On retiendra d’évènements récents que la Vème République fonctionne toujours et heureusement avec deux Chambres. Elle vient en effet de donner dans une transition politique importante l’image d’une République parlementaire car les derniers quinquennats notamment celui qui se termine l’avaient pourtant révélé comme une République présidentielle.

Depuis bientôt quinze ans, cette évolution avait plutôt conduit à faire des élections législatives le succédané de la seule élection présidentielle.

En ramenant à la même durée le destin de l’Assemblée et celui du président? elle portait atteinte à cette oeuvre de synthèse qui était la Vème République à la fois présidentielle et parlementaire.

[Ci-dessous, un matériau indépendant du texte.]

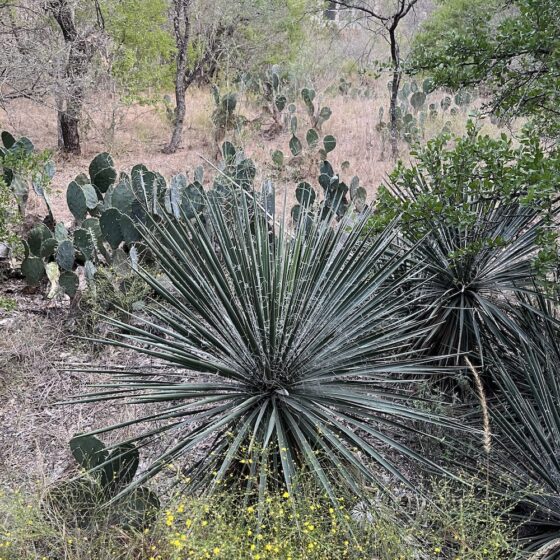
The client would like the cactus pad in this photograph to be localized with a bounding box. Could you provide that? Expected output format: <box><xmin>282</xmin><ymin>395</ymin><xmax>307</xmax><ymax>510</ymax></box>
<box><xmin>99</xmin><ymin>208</ymin><xmax>123</xmax><ymax>249</ymax></box>
<box><xmin>89</xmin><ymin>152</ymin><xmax>117</xmax><ymax>193</ymax></box>
<box><xmin>56</xmin><ymin>239</ymin><xmax>76</xmax><ymax>270</ymax></box>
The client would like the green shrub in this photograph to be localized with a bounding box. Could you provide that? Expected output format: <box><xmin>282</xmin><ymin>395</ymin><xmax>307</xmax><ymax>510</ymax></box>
<box><xmin>370</xmin><ymin>123</ymin><xmax>560</xmax><ymax>361</ymax></box>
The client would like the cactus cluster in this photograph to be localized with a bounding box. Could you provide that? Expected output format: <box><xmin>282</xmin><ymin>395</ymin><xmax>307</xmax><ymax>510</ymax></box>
<box><xmin>271</xmin><ymin>88</ymin><xmax>336</xmax><ymax>170</ymax></box>
<box><xmin>376</xmin><ymin>78</ymin><xmax>474</xmax><ymax>153</ymax></box>
<box><xmin>0</xmin><ymin>130</ymin><xmax>55</xmax><ymax>222</ymax></box>
<box><xmin>47</xmin><ymin>435</ymin><xmax>160</xmax><ymax>529</ymax></box>
<box><xmin>291</xmin><ymin>160</ymin><xmax>367</xmax><ymax>224</ymax></box>
<box><xmin>21</xmin><ymin>142</ymin><xmax>256</xmax><ymax>297</ymax></box>
<box><xmin>334</xmin><ymin>77</ymin><xmax>375</xmax><ymax>99</ymax></box>
<box><xmin>301</xmin><ymin>88</ymin><xmax>332</xmax><ymax>131</ymax></box>
<box><xmin>21</xmin><ymin>153</ymin><xmax>131</xmax><ymax>297</ymax></box>
<box><xmin>260</xmin><ymin>66</ymin><xmax>288</xmax><ymax>139</ymax></box>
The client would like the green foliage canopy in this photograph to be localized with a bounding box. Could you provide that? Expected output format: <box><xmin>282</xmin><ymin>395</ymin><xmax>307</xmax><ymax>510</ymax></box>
<box><xmin>411</xmin><ymin>0</ymin><xmax>560</xmax><ymax>139</ymax></box>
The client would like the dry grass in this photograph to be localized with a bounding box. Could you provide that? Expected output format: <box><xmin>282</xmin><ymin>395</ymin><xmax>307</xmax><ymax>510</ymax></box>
<box><xmin>0</xmin><ymin>78</ymin><xmax>508</xmax><ymax>228</ymax></box>
<box><xmin>0</xmin><ymin>85</ymin><xmax>400</xmax><ymax>222</ymax></box>
<box><xmin>0</xmin><ymin>296</ymin><xmax>175</xmax><ymax>487</ymax></box>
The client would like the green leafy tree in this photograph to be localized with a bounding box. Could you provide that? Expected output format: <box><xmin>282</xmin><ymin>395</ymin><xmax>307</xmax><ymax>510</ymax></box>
<box><xmin>411</xmin><ymin>0</ymin><xmax>560</xmax><ymax>139</ymax></box>
<box><xmin>102</xmin><ymin>0</ymin><xmax>175</xmax><ymax>101</ymax></box>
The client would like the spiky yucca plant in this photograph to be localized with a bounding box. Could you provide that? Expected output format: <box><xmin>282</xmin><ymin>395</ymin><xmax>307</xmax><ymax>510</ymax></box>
<box><xmin>491</xmin><ymin>297</ymin><xmax>560</xmax><ymax>560</ymax></box>
<box><xmin>71</xmin><ymin>190</ymin><xmax>464</xmax><ymax>499</ymax></box>
<box><xmin>373</xmin><ymin>123</ymin><xmax>560</xmax><ymax>363</ymax></box>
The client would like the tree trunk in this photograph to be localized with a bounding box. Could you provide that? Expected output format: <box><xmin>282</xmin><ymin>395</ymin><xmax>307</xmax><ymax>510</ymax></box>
<box><xmin>389</xmin><ymin>29</ymin><xmax>401</xmax><ymax>160</ymax></box>
<box><xmin>48</xmin><ymin>0</ymin><xmax>93</xmax><ymax>155</ymax></box>
<box><xmin>163</xmin><ymin>0</ymin><xmax>191</xmax><ymax>154</ymax></box>
<box><xmin>163</xmin><ymin>56</ymin><xmax>187</xmax><ymax>154</ymax></box>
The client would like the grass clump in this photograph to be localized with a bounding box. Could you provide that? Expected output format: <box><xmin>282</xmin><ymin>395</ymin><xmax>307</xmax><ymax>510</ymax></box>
<box><xmin>0</xmin><ymin>481</ymin><xmax>523</xmax><ymax>560</ymax></box>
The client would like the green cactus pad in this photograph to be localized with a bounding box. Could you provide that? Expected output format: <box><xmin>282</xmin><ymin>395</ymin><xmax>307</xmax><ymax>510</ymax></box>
<box><xmin>99</xmin><ymin>208</ymin><xmax>123</xmax><ymax>249</ymax></box>
<box><xmin>274</xmin><ymin>95</ymin><xmax>288</xmax><ymax>113</ymax></box>
<box><xmin>89</xmin><ymin>152</ymin><xmax>117</xmax><ymax>193</ymax></box>
<box><xmin>54</xmin><ymin>222</ymin><xmax>68</xmax><ymax>241</ymax></box>
<box><xmin>2</xmin><ymin>130</ymin><xmax>16</xmax><ymax>150</ymax></box>
<box><xmin>301</xmin><ymin>88</ymin><xmax>315</xmax><ymax>105</ymax></box>
<box><xmin>181</xmin><ymin>183</ymin><xmax>204</xmax><ymax>220</ymax></box>
<box><xmin>290</xmin><ymin>204</ymin><xmax>301</xmax><ymax>222</ymax></box>
<box><xmin>81</xmin><ymin>183</ymin><xmax>99</xmax><ymax>210</ymax></box>
<box><xmin>221</xmin><ymin>93</ymin><xmax>237</xmax><ymax>114</ymax></box>
<box><xmin>82</xmin><ymin>218</ymin><xmax>103</xmax><ymax>241</ymax></box>
<box><xmin>84</xmin><ymin>261</ymin><xmax>97</xmax><ymax>286</ymax></box>
<box><xmin>222</xmin><ymin>142</ymin><xmax>237</xmax><ymax>165</ymax></box>
<box><xmin>131</xmin><ymin>166</ymin><xmax>157</xmax><ymax>208</ymax></box>
<box><xmin>58</xmin><ymin>270</ymin><xmax>80</xmax><ymax>298</ymax></box>
<box><xmin>45</xmin><ymin>262</ymin><xmax>60</xmax><ymax>299</ymax></box>
<box><xmin>66</xmin><ymin>181</ymin><xmax>88</xmax><ymax>222</ymax></box>
<box><xmin>74</xmin><ymin>228</ymin><xmax>96</xmax><ymax>260</ymax></box>
<box><xmin>74</xmin><ymin>173</ymin><xmax>91</xmax><ymax>185</ymax></box>
<box><xmin>40</xmin><ymin>237</ymin><xmax>58</xmax><ymax>259</ymax></box>
<box><xmin>119</xmin><ymin>214</ymin><xmax>142</xmax><ymax>243</ymax></box>
<box><xmin>319</xmin><ymin>107</ymin><xmax>332</xmax><ymax>122</ymax></box>
<box><xmin>439</xmin><ymin>95</ymin><xmax>451</xmax><ymax>111</ymax></box>
<box><xmin>323</xmin><ymin>134</ymin><xmax>336</xmax><ymax>154</ymax></box>
<box><xmin>305</xmin><ymin>128</ymin><xmax>319</xmax><ymax>148</ymax></box>
<box><xmin>290</xmin><ymin>115</ymin><xmax>297</xmax><ymax>136</ymax></box>
<box><xmin>410</xmin><ymin>91</ymin><xmax>426</xmax><ymax>111</ymax></box>
<box><xmin>422</xmin><ymin>78</ymin><xmax>435</xmax><ymax>95</ymax></box>
<box><xmin>27</xmin><ymin>224</ymin><xmax>52</xmax><ymax>257</ymax></box>
<box><xmin>296</xmin><ymin>182</ymin><xmax>317</xmax><ymax>206</ymax></box>
<box><xmin>21</xmin><ymin>257</ymin><xmax>45</xmax><ymax>286</ymax></box>
<box><xmin>111</xmin><ymin>181</ymin><xmax>135</xmax><ymax>215</ymax></box>
<box><xmin>290</xmin><ymin>136</ymin><xmax>303</xmax><ymax>156</ymax></box>
<box><xmin>56</xmin><ymin>239</ymin><xmax>76</xmax><ymax>270</ymax></box>
<box><xmin>271</xmin><ymin>150</ymin><xmax>284</xmax><ymax>167</ymax></box>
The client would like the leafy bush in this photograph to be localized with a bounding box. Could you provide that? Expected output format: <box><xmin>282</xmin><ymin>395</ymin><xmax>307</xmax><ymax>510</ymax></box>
<box><xmin>69</xmin><ymin>186</ymin><xmax>464</xmax><ymax>500</ymax></box>
<box><xmin>371</xmin><ymin>123</ymin><xmax>560</xmax><ymax>361</ymax></box>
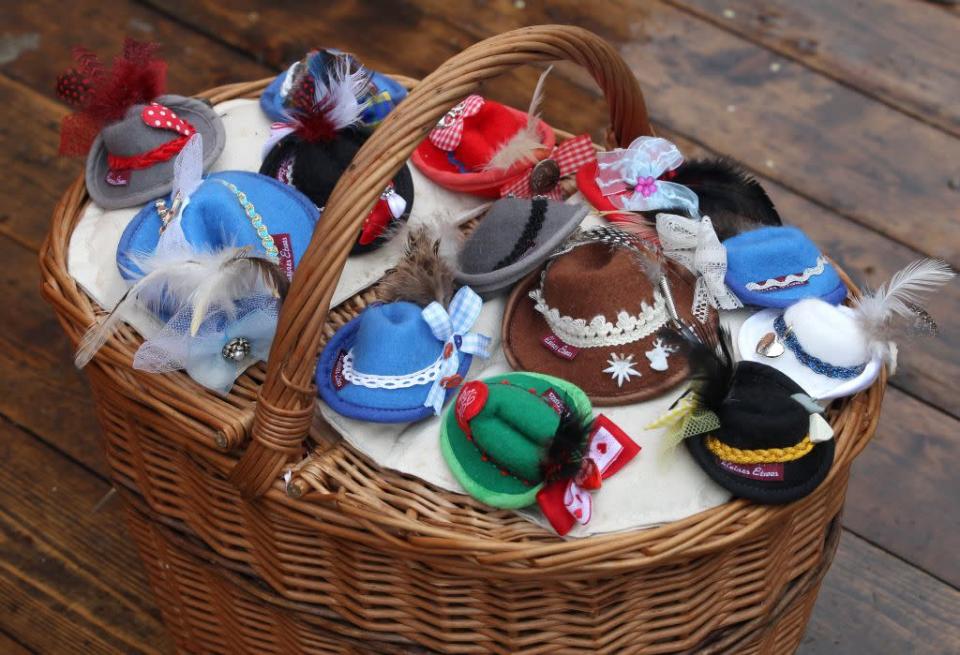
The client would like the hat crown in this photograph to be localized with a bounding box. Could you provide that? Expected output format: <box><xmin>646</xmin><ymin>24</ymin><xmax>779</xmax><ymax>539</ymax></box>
<box><xmin>783</xmin><ymin>298</ymin><xmax>870</xmax><ymax>366</ymax></box>
<box><xmin>351</xmin><ymin>301</ymin><xmax>443</xmax><ymax>375</ymax></box>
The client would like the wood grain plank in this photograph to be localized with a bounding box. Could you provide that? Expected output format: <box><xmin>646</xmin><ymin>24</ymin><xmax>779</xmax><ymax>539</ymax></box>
<box><xmin>0</xmin><ymin>421</ymin><xmax>167</xmax><ymax>653</ymax></box>
<box><xmin>798</xmin><ymin>532</ymin><xmax>960</xmax><ymax>655</ymax></box>
<box><xmin>668</xmin><ymin>0</ymin><xmax>960</xmax><ymax>136</ymax></box>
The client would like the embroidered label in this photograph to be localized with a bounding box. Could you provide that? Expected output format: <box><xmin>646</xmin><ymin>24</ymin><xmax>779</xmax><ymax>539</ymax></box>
<box><xmin>104</xmin><ymin>169</ymin><xmax>130</xmax><ymax>186</ymax></box>
<box><xmin>717</xmin><ymin>458</ymin><xmax>783</xmax><ymax>482</ymax></box>
<box><xmin>540</xmin><ymin>387</ymin><xmax>567</xmax><ymax>414</ymax></box>
<box><xmin>270</xmin><ymin>232</ymin><xmax>293</xmax><ymax>280</ymax></box>
<box><xmin>540</xmin><ymin>333</ymin><xmax>580</xmax><ymax>361</ymax></box>
<box><xmin>330</xmin><ymin>350</ymin><xmax>347</xmax><ymax>391</ymax></box>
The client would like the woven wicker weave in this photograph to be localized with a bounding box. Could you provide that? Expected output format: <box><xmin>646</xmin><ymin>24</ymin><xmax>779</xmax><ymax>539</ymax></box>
<box><xmin>41</xmin><ymin>26</ymin><xmax>886</xmax><ymax>653</ymax></box>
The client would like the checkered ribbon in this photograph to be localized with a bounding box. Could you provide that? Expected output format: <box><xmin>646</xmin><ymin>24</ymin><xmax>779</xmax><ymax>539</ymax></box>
<box><xmin>430</xmin><ymin>94</ymin><xmax>484</xmax><ymax>152</ymax></box>
<box><xmin>500</xmin><ymin>134</ymin><xmax>597</xmax><ymax>200</ymax></box>
<box><xmin>422</xmin><ymin>287</ymin><xmax>490</xmax><ymax>416</ymax></box>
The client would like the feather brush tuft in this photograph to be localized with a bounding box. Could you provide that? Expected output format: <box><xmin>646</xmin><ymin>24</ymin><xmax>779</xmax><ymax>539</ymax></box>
<box><xmin>853</xmin><ymin>259</ymin><xmax>956</xmax><ymax>365</ymax></box>
<box><xmin>379</xmin><ymin>226</ymin><xmax>455</xmax><ymax>307</ymax></box>
<box><xmin>483</xmin><ymin>66</ymin><xmax>553</xmax><ymax>171</ymax></box>
<box><xmin>74</xmin><ymin>247</ymin><xmax>289</xmax><ymax>368</ymax></box>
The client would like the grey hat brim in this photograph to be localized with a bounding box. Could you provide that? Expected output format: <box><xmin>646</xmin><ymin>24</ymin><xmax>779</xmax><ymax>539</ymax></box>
<box><xmin>453</xmin><ymin>197</ymin><xmax>590</xmax><ymax>296</ymax></box>
<box><xmin>85</xmin><ymin>95</ymin><xmax>227</xmax><ymax>209</ymax></box>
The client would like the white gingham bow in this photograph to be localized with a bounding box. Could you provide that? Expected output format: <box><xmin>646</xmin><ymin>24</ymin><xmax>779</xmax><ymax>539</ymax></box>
<box><xmin>596</xmin><ymin>136</ymin><xmax>700</xmax><ymax>217</ymax></box>
<box><xmin>422</xmin><ymin>287</ymin><xmax>490</xmax><ymax>416</ymax></box>
<box><xmin>657</xmin><ymin>214</ymin><xmax>743</xmax><ymax>323</ymax></box>
<box><xmin>430</xmin><ymin>94</ymin><xmax>484</xmax><ymax>152</ymax></box>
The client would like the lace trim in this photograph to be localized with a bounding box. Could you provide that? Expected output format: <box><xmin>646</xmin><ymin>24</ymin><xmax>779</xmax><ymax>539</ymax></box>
<box><xmin>343</xmin><ymin>350</ymin><xmax>443</xmax><ymax>389</ymax></box>
<box><xmin>747</xmin><ymin>255</ymin><xmax>827</xmax><ymax>291</ymax></box>
<box><xmin>530</xmin><ymin>289</ymin><xmax>670</xmax><ymax>348</ymax></box>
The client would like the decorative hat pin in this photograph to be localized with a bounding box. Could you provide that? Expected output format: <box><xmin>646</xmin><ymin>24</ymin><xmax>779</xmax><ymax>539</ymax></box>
<box><xmin>57</xmin><ymin>39</ymin><xmax>225</xmax><ymax>209</ymax></box>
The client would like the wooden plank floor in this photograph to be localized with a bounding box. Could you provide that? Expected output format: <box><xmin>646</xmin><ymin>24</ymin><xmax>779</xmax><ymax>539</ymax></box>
<box><xmin>0</xmin><ymin>0</ymin><xmax>960</xmax><ymax>655</ymax></box>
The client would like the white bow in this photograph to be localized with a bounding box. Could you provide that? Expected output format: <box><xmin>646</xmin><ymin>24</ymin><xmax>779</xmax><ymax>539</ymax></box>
<box><xmin>657</xmin><ymin>214</ymin><xmax>743</xmax><ymax>323</ymax></box>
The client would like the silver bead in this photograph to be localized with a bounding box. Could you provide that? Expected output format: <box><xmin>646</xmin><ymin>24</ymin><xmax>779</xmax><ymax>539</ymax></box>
<box><xmin>220</xmin><ymin>337</ymin><xmax>251</xmax><ymax>364</ymax></box>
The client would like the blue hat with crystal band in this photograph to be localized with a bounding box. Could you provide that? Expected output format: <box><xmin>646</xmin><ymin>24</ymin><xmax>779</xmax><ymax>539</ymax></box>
<box><xmin>723</xmin><ymin>226</ymin><xmax>847</xmax><ymax>307</ymax></box>
<box><xmin>260</xmin><ymin>48</ymin><xmax>407</xmax><ymax>127</ymax></box>
<box><xmin>117</xmin><ymin>171</ymin><xmax>319</xmax><ymax>280</ymax></box>
<box><xmin>738</xmin><ymin>298</ymin><xmax>881</xmax><ymax>400</ymax></box>
<box><xmin>316</xmin><ymin>287</ymin><xmax>490</xmax><ymax>423</ymax></box>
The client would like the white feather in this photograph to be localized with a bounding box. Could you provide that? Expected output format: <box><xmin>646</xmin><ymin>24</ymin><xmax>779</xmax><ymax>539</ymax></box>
<box><xmin>483</xmin><ymin>66</ymin><xmax>553</xmax><ymax>171</ymax></box>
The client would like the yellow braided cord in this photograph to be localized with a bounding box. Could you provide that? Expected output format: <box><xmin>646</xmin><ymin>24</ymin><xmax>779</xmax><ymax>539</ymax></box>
<box><xmin>706</xmin><ymin>435</ymin><xmax>813</xmax><ymax>464</ymax></box>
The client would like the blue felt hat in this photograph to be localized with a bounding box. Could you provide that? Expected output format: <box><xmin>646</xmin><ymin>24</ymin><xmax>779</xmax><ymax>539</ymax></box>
<box><xmin>723</xmin><ymin>226</ymin><xmax>847</xmax><ymax>307</ymax></box>
<box><xmin>316</xmin><ymin>287</ymin><xmax>490</xmax><ymax>423</ymax></box>
<box><xmin>117</xmin><ymin>171</ymin><xmax>319</xmax><ymax>280</ymax></box>
<box><xmin>260</xmin><ymin>48</ymin><xmax>407</xmax><ymax>127</ymax></box>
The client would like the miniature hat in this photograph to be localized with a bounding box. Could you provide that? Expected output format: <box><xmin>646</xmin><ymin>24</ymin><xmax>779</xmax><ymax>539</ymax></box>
<box><xmin>440</xmin><ymin>373</ymin><xmax>640</xmax><ymax>535</ymax></box>
<box><xmin>724</xmin><ymin>227</ymin><xmax>847</xmax><ymax>307</ymax></box>
<box><xmin>410</xmin><ymin>69</ymin><xmax>560</xmax><ymax>198</ymax></box>
<box><xmin>117</xmin><ymin>171</ymin><xmax>319</xmax><ymax>280</ymax></box>
<box><xmin>260</xmin><ymin>48</ymin><xmax>407</xmax><ymax>127</ymax></box>
<box><xmin>673</xmin><ymin>362</ymin><xmax>834</xmax><ymax>504</ymax></box>
<box><xmin>503</xmin><ymin>228</ymin><xmax>717</xmax><ymax>405</ymax></box>
<box><xmin>316</xmin><ymin>287</ymin><xmax>490</xmax><ymax>423</ymax></box>
<box><xmin>454</xmin><ymin>198</ymin><xmax>587</xmax><ymax>294</ymax></box>
<box><xmin>260</xmin><ymin>51</ymin><xmax>414</xmax><ymax>253</ymax></box>
<box><xmin>57</xmin><ymin>39</ymin><xmax>225</xmax><ymax>209</ymax></box>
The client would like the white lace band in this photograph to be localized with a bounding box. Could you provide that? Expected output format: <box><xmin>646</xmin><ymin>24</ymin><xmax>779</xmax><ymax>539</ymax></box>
<box><xmin>530</xmin><ymin>289</ymin><xmax>670</xmax><ymax>348</ymax></box>
<box><xmin>343</xmin><ymin>350</ymin><xmax>443</xmax><ymax>389</ymax></box>
<box><xmin>747</xmin><ymin>255</ymin><xmax>827</xmax><ymax>291</ymax></box>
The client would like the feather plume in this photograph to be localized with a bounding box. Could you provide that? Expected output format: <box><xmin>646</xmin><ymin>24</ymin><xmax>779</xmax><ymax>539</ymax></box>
<box><xmin>853</xmin><ymin>259</ymin><xmax>956</xmax><ymax>364</ymax></box>
<box><xmin>483</xmin><ymin>66</ymin><xmax>553</xmax><ymax>171</ymax></box>
<box><xmin>74</xmin><ymin>247</ymin><xmax>289</xmax><ymax>368</ymax></box>
<box><xmin>379</xmin><ymin>226</ymin><xmax>453</xmax><ymax>307</ymax></box>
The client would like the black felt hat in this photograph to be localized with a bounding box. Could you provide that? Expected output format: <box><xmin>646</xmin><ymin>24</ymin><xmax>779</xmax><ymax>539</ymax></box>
<box><xmin>685</xmin><ymin>362</ymin><xmax>834</xmax><ymax>504</ymax></box>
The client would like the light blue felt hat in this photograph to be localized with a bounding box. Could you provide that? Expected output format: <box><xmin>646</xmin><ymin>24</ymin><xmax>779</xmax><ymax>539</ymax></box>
<box><xmin>117</xmin><ymin>171</ymin><xmax>319</xmax><ymax>280</ymax></box>
<box><xmin>316</xmin><ymin>287</ymin><xmax>490</xmax><ymax>423</ymax></box>
<box><xmin>723</xmin><ymin>226</ymin><xmax>847</xmax><ymax>307</ymax></box>
<box><xmin>260</xmin><ymin>48</ymin><xmax>407</xmax><ymax>127</ymax></box>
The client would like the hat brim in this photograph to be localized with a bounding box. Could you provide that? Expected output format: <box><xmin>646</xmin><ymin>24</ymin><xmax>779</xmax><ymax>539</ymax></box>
<box><xmin>737</xmin><ymin>305</ymin><xmax>880</xmax><ymax>400</ymax></box>
<box><xmin>440</xmin><ymin>373</ymin><xmax>592</xmax><ymax>509</ymax></box>
<box><xmin>410</xmin><ymin>107</ymin><xmax>557</xmax><ymax>198</ymax></box>
<box><xmin>316</xmin><ymin>316</ymin><xmax>473</xmax><ymax>423</ymax></box>
<box><xmin>685</xmin><ymin>435</ymin><xmax>836</xmax><ymax>505</ymax></box>
<box><xmin>453</xmin><ymin>205</ymin><xmax>590</xmax><ymax>295</ymax></box>
<box><xmin>502</xmin><ymin>262</ymin><xmax>700</xmax><ymax>406</ymax></box>
<box><xmin>85</xmin><ymin>95</ymin><xmax>226</xmax><ymax>209</ymax></box>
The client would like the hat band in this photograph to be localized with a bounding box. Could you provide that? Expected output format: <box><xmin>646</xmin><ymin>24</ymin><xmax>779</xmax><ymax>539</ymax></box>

J’en veux pour preuve qu’en ce moment, les élections présidentielles paraissent, à sept mois du scrutin,  déjà engagées. Elles occupent tous les esprits alors que rien ne semble s’annoncer dans la préparation des élections législatives qui vont avoir lieu presque en même temps.

Leur résultat sera à la disposition du président élu quelques jours avant et dont en principe on doit ignorer jusqu’au nom.

Ces constatations déplorables à plus d’un égard ne sauraient être un hommage aux deux dégourdis, l’un Président, l’autre Premier ministre, qui se firent autoriser par un référendum, dont personne ne se souvient, à donner la même durée à l’existence du président et de l’Assemblée nationale. Ce qui conduit le seul titulaire du pouvoir à cet exercice solitaire qui est à l’origine de la plupart de ces difficultés.